Harris dominated her nine Democratic rivals on Thursday night's debate stage, confronting front-runner Joe Biden on race and calling his remarks about working with segregationist senators hurtful.
Campaign spokeswoman Lily Adams said the debate marked the third-largest fundraising day of Harris' campaign. "So we're feeling very good, especially about the response that we're seeing from the early states," she told CNN.
Democrats see healthcare as central to their efforts to win back the White House and build on gains in congressional races in 2020 after Republican President Donald Trump chipped away at his Democratic predecessor Barack Obama's signature Affordable Care Act.
It was not the first time Harris has had to clarify her position on private health insurance. At a town hall in January, she said she would be willing to eliminate private health insurance.
Harris later told CNN she was referring to the wasteful bureaucracy of Medicare, not the insurance industry and her campaign said she would be open to more moderate approaches.
Like the 10 candidates in the first Democratic debate on Wednesday night, the contenders on Thursday disagreed over the best way to boost access to healthcare insurance coverage. On Wednesday night, U.S. Senator Elizabeth Warren and New York City Mayor Bill de Blasio were the only two candidates to raise their hand when asked if they would scrap private insurance.
Harris has backed Sanders' Medicare-For-All bill that would largely eliminate private insurance and shift all Americans into a government-run healthcare plan that Republicans have criticized as too costly.

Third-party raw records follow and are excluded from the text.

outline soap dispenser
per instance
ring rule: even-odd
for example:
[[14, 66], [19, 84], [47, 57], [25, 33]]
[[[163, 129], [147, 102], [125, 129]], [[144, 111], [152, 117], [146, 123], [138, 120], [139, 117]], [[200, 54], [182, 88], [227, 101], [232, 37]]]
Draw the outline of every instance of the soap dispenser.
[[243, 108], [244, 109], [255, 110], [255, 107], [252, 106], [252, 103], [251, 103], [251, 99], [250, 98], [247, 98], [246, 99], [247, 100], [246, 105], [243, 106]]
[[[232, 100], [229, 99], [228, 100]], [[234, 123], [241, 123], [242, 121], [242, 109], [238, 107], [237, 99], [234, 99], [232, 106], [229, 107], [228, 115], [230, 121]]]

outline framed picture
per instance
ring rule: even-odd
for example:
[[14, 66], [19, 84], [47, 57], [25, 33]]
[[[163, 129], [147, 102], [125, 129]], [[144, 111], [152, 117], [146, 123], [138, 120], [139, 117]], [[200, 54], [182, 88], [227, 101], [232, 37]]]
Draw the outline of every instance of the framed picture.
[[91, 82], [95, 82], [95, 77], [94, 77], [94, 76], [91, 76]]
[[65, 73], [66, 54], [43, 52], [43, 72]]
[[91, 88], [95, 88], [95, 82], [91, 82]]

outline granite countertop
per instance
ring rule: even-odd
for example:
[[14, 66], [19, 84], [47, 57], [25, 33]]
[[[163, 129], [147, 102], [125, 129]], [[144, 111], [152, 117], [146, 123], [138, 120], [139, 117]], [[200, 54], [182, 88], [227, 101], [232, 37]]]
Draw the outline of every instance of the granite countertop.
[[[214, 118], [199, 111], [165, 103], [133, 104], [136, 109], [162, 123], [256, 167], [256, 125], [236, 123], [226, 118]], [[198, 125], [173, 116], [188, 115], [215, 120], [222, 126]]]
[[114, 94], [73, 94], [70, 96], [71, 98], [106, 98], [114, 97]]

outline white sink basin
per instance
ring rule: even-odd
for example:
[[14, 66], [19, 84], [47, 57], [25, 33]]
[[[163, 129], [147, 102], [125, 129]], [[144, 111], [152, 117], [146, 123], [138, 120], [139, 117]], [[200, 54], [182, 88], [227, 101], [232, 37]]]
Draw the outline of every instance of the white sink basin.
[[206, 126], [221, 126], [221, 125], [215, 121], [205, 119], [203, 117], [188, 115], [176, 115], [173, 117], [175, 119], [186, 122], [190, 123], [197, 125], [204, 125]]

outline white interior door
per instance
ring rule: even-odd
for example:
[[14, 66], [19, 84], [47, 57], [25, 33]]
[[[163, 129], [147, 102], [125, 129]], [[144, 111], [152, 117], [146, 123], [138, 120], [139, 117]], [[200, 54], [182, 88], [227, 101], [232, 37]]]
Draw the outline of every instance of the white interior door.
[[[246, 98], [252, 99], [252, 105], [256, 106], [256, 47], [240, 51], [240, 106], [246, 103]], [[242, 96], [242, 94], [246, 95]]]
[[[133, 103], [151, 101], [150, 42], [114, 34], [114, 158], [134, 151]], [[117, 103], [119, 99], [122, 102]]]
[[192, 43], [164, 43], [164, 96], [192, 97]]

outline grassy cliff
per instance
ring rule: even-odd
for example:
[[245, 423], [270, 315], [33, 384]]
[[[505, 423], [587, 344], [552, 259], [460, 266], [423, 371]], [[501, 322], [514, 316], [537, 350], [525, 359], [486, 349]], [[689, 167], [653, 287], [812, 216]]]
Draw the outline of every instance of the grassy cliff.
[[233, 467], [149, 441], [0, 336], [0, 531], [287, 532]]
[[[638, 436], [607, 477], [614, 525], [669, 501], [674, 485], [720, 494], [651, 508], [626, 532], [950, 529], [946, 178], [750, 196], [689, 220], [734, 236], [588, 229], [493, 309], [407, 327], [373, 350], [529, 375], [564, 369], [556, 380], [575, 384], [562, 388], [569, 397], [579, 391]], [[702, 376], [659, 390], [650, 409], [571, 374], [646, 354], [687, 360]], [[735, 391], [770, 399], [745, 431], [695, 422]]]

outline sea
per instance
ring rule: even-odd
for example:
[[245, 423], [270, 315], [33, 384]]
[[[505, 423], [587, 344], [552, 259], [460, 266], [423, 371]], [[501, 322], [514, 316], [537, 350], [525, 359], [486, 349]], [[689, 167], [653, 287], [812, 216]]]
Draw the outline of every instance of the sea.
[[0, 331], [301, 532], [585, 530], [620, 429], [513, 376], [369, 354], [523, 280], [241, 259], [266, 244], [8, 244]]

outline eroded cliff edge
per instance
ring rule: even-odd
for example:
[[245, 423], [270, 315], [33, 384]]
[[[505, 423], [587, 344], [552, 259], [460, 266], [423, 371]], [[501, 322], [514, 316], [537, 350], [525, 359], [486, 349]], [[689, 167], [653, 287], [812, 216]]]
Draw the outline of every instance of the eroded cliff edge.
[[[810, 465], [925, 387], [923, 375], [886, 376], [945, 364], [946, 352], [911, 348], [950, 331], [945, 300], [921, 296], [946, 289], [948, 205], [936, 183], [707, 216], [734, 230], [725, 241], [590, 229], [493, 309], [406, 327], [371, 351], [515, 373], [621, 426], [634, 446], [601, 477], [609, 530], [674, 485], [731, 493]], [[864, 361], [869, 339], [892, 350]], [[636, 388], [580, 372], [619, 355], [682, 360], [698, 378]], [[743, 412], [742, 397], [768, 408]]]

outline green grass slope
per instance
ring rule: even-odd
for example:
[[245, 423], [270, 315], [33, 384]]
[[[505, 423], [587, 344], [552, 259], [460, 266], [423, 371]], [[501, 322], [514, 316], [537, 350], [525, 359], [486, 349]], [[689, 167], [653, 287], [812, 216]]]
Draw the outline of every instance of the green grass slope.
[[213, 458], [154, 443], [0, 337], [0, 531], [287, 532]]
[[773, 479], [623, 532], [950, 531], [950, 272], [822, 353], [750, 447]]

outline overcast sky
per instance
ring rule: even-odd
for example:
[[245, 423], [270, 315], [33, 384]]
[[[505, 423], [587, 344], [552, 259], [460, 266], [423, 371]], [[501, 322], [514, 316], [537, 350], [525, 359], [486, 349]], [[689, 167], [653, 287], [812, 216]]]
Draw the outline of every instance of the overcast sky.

The bill has 14 Democratic co-sponsors in the Senate, including four of his presidential rivals - Harris, Warren, Kirsten Gillibrand and Cory Booker. The other White House contender in the Senate, Amy Klobuchar, supports universal healthcare and expanding Medicare but has not committed to plans that would eliminate private insurance.
Trump and his supporters have labeled the Democrats who support Medicare for All as radical socialists who would take away Americans' health care choices.
Traveling in Asia for a G20 summit, Trump knocked the Democratic presidential hopefuls on Thursday for pledging to cover healthcare for immigrants who live in the United States after coming to the country illegally.